Melinda Albert: Ein guter Stichpunkt. Wie seid ihr damals gestartet?

Jennifer Adrian: Sehr überzeugt von unserer Idee und mit jeder Menge Enthusiasmus. Aber damals hatten wir kein für Android optimiertes Design vorzuweisen und die Usability war aus Nutzersicht noch nicht unbedingt ein Highlight. Heute dagegen ist ImmobilienScout24 eine sehr smarte App, die optisch durch ihr flaches Holo-Design glänzt, anspricht und Nutzern eine Menge Spaß macht. Bis dahin war es allerdings kein einfacher Weg.

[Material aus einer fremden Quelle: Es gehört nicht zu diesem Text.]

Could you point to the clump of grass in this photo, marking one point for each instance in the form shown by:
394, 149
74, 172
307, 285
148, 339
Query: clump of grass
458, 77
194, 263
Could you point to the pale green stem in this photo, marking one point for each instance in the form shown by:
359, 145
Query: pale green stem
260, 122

Die Entwicklung der ImmobilienScout24-Android App

Die Entwicklung der ImmobilienScout24-Android App

Melinda Albert: Das heißt, das ein oder andere Update hat die App wohl erlebt. Waren alle erfolgreich?

Jennifer Adrian: Zunächst einmal ja, Updates hat die ImmobilienScout24-App schon eine ganze Menge erlebt – in den letzten vier Jahren sind es über 70 gewesen. Bei dieser Frequenz lief nicht immer alles so, wie wir uns das gewünscht hätten. Zumal „wir“ – also das Team – sich überhaupt erst einmal finden musste. Genaugenommen arbeiten wir erst seit 1,5 Jahren in fester Zusammensetzung.
Gemeinsam haben wir auch zwei Relaunches durchgeführt, wobei der zweite Launch ein echtes Mammut-Projekt darstellte.

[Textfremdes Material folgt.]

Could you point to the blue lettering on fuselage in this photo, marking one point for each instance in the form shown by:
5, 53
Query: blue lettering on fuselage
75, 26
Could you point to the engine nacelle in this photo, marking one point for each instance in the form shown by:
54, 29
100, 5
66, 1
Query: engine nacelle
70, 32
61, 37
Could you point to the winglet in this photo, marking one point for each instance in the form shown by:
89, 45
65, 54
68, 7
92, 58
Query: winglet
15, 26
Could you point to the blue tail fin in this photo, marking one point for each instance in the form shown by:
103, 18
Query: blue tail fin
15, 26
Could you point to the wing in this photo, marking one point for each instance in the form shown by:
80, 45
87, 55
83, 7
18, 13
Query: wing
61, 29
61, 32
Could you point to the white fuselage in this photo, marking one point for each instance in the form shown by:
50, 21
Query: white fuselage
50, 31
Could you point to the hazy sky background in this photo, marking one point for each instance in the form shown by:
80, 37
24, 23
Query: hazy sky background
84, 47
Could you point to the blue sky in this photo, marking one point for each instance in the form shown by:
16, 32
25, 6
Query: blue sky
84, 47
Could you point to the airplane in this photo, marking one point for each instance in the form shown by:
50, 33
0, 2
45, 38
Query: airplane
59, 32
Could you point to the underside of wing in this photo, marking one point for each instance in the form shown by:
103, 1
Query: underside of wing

Melinda Albert: Mammut-Projekt? Was habt ihr gemacht?

Jennifer Adrian: Die App wurde responsive, für Portrait und Landscape optimiert und außerdem für 7“ und 10“-Tablets fit gemacht. Dazu kam ein komplett neues Design und auch technisch haben wir die App noch einmal neu aufgesetzt.

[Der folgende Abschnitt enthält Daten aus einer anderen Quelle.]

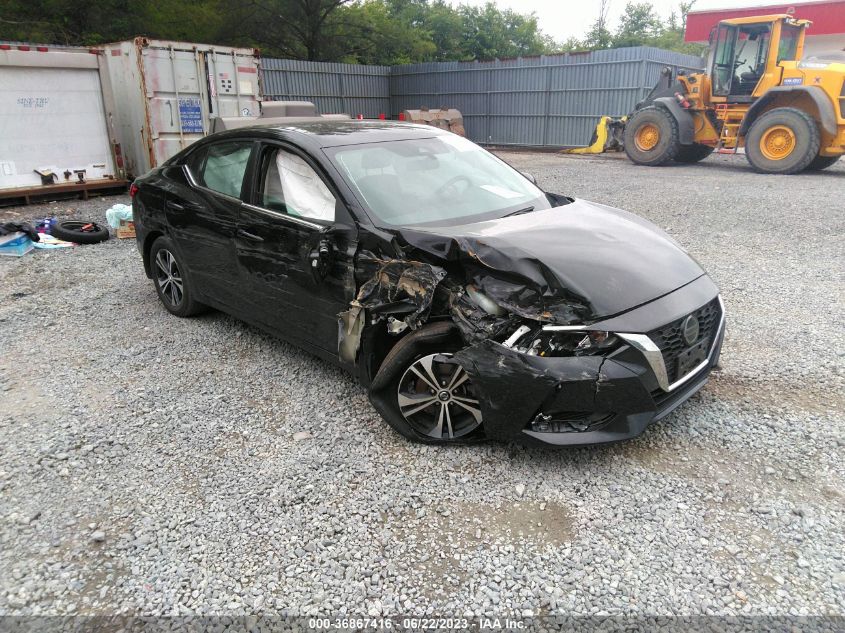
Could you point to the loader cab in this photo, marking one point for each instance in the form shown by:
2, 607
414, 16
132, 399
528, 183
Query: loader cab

Melinda Albert: Gab es Rückschritte oder Misserfolge?

Jennifer Adrian: Sicher, verhindern lässt sich das nicht. Aber das Gute an Misserfolgen ist, man lernt eine Menge daraus. Gerade was den zweiten Relaunch betrifft, können wir ein Liedchen davon singen.

Melinda Albert: Wovon würde das Relaunch-Lied denn handeln? Was ist passiert?

Jennifer Adrian: Nun ja, die drastischen Änderungen haben nach dem Livegang Nutzer-Beschwerden ausgelöst. Umfassende Änderungen an einem einwandfrei funktionierenden Produkt sind für den User erst einmal schwer nachzuvollziehen – das verstehe ich auch.
Nutzer müssen sich neu orientieren und ihr gewohntes, bewährtes Verhalten ablegen. Zum Beispiel haben wir im Zuge des Relaunches unsere Kontakt-Buttons aus dem Exposé in die Actionbar verschoben. Laut Android Guidelines eigentlich so vorgegeben und damit völlig legitim. Aber der Nutzer beschäftigt sich verständlicherweise nicht mit Guidelines und ist irritiert, wenn der Kontakt-Button ohne ersichtlichen Grund seine Position wechselt.

Es folgte ein Abfall der Kontaktrate. Wir haben den Fauxpas dann schnellstmöglich rückgängig gemacht und daraus gelernt, dass selbst die Guidelines nicht immer für eine Optimallösung stehen und man sie guten Gewissens auch mal übergehen kann, wenn es die Situation erfordert.

Expose und Kontaktbuttons

Das ImmobilienScout24-App Exposé ohne und mit Kontaktbuttons

Melinda Albert: Bedeutet das auch, dass ihr komplette Relaunches zukünftig vermeidet, um Usern nicht „zu viel“ zuzumuten?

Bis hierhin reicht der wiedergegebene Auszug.